DUBROOM ALBUM REVIEW
"I was so naive about being a star. I just wanted to play the music. When it hit, man... look here, this picture on the cover, in the boathouse, my girlfriend made me this shirt, Big Youth gave me his old guitar, and I don't remember where I got this hat from."
Ghetto-ology: living in the ghetto.
Ghetto-ology: Originally released in 1979, Sugar's first self-produced album.
Or albums, I should say. Because Ghetto-ology originally came in two versions, a vocal and a dub album. You can hear Sugar Minott, just after he left Studio One, and before he became to know as the godfather of Rub A Dub. Most tracks were layed down at the Channel One Studios by the then relatively new Soul Syndicate. The Dubs were mixed by Prince Jammy and the unknown Lancelot Mc Kenzie at King Tubby's. Also you'll hear Freddie Mc Gregor... on dums!

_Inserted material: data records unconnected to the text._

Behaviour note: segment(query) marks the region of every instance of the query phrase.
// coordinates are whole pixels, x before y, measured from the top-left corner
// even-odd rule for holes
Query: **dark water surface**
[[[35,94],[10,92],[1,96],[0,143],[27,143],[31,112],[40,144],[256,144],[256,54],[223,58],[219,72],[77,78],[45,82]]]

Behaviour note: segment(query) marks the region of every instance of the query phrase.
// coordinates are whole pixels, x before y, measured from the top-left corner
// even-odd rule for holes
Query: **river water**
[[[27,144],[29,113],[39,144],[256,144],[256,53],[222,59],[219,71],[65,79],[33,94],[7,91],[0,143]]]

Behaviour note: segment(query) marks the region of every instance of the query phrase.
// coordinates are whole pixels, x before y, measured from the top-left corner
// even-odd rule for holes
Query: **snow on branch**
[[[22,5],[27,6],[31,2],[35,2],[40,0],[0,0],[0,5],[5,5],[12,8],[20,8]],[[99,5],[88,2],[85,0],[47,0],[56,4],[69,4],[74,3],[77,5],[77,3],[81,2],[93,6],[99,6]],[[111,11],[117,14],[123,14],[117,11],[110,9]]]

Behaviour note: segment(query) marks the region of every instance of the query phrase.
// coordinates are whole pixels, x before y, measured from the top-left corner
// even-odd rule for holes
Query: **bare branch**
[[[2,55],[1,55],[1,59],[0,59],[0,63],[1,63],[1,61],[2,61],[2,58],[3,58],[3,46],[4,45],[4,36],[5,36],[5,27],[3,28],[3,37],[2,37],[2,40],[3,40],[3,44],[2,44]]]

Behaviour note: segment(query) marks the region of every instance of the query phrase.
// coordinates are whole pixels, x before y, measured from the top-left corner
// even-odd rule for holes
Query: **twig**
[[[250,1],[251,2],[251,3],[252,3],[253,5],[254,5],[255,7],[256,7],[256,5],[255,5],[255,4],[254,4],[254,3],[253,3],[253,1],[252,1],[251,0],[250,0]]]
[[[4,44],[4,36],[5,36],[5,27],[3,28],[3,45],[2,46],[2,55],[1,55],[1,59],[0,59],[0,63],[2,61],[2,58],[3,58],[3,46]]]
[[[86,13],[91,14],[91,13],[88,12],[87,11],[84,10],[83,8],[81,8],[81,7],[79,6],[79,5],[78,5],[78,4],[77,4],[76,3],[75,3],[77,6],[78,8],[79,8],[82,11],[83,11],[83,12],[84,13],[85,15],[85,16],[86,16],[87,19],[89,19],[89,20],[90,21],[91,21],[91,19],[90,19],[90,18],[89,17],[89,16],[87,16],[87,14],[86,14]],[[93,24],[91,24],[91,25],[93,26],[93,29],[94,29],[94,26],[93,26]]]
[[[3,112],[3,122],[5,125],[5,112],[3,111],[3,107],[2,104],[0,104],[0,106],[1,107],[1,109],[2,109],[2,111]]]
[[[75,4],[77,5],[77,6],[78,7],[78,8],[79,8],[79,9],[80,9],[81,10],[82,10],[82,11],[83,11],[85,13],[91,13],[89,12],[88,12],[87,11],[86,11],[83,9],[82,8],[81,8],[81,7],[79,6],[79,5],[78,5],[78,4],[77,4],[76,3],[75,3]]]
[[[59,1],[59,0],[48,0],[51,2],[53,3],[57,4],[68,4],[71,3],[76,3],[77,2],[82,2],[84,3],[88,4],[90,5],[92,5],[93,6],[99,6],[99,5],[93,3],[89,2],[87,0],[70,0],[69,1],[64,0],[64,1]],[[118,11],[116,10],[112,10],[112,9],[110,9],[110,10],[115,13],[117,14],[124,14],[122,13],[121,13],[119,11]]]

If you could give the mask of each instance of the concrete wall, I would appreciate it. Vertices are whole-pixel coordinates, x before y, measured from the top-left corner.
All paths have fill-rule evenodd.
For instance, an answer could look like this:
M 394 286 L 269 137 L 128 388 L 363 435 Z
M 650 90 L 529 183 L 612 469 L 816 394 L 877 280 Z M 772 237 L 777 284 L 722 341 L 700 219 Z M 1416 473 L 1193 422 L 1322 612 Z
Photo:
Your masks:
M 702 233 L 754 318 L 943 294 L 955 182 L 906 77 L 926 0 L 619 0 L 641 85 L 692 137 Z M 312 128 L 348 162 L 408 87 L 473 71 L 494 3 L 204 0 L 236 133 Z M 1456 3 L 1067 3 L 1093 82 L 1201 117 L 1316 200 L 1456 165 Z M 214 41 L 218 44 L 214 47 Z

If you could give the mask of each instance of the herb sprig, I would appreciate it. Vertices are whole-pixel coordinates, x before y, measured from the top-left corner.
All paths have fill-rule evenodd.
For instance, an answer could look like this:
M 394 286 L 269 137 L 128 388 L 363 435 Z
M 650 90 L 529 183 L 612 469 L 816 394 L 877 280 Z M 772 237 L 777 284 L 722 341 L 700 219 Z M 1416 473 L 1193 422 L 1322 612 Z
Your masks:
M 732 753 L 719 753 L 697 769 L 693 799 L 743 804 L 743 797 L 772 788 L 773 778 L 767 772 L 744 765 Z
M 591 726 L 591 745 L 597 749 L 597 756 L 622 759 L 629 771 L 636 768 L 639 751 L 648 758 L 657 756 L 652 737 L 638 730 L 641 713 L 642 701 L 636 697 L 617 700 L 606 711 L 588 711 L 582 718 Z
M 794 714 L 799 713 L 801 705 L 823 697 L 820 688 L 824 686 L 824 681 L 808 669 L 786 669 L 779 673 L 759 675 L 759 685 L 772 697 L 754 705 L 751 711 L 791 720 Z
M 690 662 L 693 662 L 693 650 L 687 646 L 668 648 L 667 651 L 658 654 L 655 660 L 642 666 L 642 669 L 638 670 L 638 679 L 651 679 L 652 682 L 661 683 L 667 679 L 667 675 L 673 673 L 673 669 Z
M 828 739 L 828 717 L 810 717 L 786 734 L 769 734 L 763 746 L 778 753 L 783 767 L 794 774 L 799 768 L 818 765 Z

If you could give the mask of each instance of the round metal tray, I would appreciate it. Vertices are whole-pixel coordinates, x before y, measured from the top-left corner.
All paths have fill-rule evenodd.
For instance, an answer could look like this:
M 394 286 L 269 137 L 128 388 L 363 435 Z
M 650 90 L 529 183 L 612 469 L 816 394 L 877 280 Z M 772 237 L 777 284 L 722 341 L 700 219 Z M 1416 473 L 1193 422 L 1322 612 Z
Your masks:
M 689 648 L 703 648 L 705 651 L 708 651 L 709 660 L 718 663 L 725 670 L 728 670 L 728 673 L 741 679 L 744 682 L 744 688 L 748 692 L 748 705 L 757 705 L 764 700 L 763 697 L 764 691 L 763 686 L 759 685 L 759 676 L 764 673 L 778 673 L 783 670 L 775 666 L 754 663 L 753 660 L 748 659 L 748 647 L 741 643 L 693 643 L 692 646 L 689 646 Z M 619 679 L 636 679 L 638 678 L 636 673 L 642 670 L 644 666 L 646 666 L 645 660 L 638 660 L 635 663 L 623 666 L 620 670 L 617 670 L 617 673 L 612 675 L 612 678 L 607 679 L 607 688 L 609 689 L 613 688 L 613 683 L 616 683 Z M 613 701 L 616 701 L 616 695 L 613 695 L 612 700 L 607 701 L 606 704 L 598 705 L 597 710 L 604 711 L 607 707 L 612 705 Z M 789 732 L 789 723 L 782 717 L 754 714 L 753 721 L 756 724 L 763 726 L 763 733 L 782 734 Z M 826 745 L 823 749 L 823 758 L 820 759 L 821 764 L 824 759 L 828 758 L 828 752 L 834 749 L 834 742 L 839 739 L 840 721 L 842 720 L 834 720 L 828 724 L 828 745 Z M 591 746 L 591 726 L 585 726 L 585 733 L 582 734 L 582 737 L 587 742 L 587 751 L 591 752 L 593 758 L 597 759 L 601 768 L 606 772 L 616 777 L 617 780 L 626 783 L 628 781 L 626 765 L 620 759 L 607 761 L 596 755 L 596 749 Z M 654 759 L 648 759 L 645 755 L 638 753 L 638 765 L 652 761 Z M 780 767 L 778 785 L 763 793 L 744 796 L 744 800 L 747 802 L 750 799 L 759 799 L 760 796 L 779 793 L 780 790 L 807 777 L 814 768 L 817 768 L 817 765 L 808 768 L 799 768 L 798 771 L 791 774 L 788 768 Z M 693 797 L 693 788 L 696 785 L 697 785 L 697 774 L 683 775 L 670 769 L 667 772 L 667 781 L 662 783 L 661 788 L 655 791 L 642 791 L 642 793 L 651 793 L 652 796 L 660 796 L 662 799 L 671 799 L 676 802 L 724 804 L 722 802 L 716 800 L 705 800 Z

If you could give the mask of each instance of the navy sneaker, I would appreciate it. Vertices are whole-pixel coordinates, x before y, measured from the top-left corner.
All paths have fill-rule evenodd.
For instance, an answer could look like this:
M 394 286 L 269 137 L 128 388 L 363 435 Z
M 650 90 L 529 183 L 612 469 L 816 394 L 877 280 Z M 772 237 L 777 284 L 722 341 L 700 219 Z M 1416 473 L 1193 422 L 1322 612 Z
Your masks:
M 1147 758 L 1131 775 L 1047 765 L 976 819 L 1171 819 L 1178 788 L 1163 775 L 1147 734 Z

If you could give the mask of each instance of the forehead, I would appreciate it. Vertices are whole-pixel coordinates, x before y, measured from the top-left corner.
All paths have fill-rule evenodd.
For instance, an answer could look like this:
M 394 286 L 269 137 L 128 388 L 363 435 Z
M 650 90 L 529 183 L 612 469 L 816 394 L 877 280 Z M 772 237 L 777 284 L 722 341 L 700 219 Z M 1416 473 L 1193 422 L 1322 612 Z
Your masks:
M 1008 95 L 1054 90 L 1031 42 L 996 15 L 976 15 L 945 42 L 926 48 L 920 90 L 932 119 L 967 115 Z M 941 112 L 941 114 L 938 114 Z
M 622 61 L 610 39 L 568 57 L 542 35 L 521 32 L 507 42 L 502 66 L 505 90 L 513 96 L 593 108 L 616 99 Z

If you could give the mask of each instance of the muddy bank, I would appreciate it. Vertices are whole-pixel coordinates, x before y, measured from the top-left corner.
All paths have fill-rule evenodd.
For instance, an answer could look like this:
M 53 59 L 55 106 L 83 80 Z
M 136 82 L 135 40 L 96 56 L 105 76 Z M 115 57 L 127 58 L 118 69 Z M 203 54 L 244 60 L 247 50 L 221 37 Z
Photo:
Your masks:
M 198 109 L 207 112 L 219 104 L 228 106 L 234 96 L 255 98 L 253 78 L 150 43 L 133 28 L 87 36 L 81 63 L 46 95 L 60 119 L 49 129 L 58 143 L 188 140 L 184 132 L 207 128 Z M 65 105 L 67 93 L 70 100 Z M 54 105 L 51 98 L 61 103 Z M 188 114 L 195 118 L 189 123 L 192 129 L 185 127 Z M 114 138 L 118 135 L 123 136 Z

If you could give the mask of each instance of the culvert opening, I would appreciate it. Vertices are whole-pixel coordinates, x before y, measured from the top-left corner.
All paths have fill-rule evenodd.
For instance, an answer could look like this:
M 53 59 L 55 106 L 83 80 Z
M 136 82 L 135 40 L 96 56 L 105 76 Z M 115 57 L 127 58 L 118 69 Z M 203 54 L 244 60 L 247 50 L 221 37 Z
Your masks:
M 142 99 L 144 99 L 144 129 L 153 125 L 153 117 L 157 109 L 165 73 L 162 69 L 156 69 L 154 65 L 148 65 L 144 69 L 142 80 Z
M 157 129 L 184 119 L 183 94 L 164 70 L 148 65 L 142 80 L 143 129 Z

Ghetto--ology comes with a small booklet, unfortunatly not as descriptive as Blood & Fire always does, but it contains a little interview with Sugar Minott, conducted in 2000. Personally, I like every track on this album, especially the dubs. They all deal with conscious subjects and there's a good mix between militant steppers and one drops. Spiritually uplifting, definitly! Where you hear so many rich people say they do not believe in Jah because of all the suffering, it is the sufferer's themselves that cry unto JAH. The dubs all have a completely different musical atmosphere then their vocal counterparts. A suberb master piece of mixing, I must say.